Il en a beaucoup ; un jour il en eut une excellente. Il se dit qu’au lieu de ces vilaines ornières qui reliaient sa ferme à la grand’route, il serait bien plus commode d’avoir à soi, à travers ses propres champs, une jolie petite chaussée bien droite.

Tout l’hiver sans consulter personne, Claes étudia son idée : quel serait le trajet le plus court, combien ça lui coûterait en pavés, comment pour les placer il aurait à s’y prendre. Puis, au printemps, sûr de soi, ayant fait un tour par où les cantonniers rapiéçaient leur route, Claes se mit à piocher, niveler, jalonner, puis à caler l’un contre l’autre ses cubes de pierre.

Il pavait depuis deux mois, quand un matin il s’avisa de quelque chose : c’est que le vieux sapin, sous lequel tous les jours il prenait une sieste, allait se trouver juste au milieu de sa route.

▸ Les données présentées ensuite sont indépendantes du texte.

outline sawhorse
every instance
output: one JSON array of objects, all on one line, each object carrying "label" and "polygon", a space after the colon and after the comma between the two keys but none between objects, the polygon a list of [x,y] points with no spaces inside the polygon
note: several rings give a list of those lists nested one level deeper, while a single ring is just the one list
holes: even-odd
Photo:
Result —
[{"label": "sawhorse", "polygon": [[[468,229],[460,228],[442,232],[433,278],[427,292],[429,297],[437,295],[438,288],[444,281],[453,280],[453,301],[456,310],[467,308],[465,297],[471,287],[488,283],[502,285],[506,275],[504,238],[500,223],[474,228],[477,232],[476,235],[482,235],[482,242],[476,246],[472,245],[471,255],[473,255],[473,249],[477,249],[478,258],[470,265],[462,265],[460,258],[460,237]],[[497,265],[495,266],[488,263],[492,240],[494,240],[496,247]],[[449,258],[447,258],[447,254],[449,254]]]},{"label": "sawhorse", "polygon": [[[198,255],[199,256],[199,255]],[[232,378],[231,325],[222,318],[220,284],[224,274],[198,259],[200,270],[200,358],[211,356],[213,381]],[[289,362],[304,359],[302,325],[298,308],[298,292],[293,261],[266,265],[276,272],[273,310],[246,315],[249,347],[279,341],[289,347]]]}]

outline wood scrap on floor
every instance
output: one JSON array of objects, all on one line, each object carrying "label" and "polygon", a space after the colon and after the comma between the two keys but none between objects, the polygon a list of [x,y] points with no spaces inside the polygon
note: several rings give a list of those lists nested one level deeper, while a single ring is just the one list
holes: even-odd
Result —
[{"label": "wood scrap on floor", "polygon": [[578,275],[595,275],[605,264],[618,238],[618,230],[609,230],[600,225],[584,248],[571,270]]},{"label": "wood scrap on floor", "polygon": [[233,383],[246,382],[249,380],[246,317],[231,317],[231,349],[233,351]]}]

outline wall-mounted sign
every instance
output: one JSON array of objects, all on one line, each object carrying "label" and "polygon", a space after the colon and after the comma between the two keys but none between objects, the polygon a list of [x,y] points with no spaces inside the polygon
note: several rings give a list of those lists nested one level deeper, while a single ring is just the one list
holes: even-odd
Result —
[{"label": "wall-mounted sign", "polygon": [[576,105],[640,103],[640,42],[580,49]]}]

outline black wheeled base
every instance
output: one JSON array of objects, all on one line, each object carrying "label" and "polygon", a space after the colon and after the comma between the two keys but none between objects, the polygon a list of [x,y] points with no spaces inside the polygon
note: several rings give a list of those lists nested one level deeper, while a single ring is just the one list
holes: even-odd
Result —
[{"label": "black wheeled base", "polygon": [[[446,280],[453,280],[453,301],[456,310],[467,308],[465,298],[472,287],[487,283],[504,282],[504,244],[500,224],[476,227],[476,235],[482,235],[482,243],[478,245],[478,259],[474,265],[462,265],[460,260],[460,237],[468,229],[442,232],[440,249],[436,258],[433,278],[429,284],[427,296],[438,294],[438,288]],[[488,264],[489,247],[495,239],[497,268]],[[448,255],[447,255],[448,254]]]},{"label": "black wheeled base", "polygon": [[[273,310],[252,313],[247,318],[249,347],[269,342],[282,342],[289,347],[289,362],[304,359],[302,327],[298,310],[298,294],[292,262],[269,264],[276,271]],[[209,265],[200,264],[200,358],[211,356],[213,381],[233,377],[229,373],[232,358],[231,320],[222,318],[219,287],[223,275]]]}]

À force de le savoir là, il l’avait oublié.

Tonnerre ! Il n’allait pas pour ce maudit sapin défaire ses pavés et les placer ailleurs ; il ne pouvait pas davantage tirer sa route au travers de cet arbre !

Claes jeta là ses outils et médita longtemps. Après huit jours, il tenait son idée. Il reprit sa route où elle était, et quand il fut arrivé à l’endroit qu’il savait, Claes fit comme le ruisseau qui contourne une pierre, il contourna son arbre.

Seulement sa belle route droite eut, par le milieu, un gros ventre.

— Je devine, dis-je à Claes, ce vieux sapin, vous y teniez.

— Non, fait Claes.

— Mais alors, il me semble, Claes, il eût été plus simple de le flanquer par terre.

— On a son idée, répond Claes, on n’en a pas une autre.

— Bon, bon, Claes. Pourtant sans vous fâcher, je crois m’apercevoir, Claes, que cet arbre, l’arbre pour lequel vous avez détourné votre route, je ne le vois pas.

— Non, dit Claes. L’hiver suivant il a gelé très fort, le bois était cher. Alors, j’ai eu mon idée : j’ai abattu cet arbre pour en faire des fagots.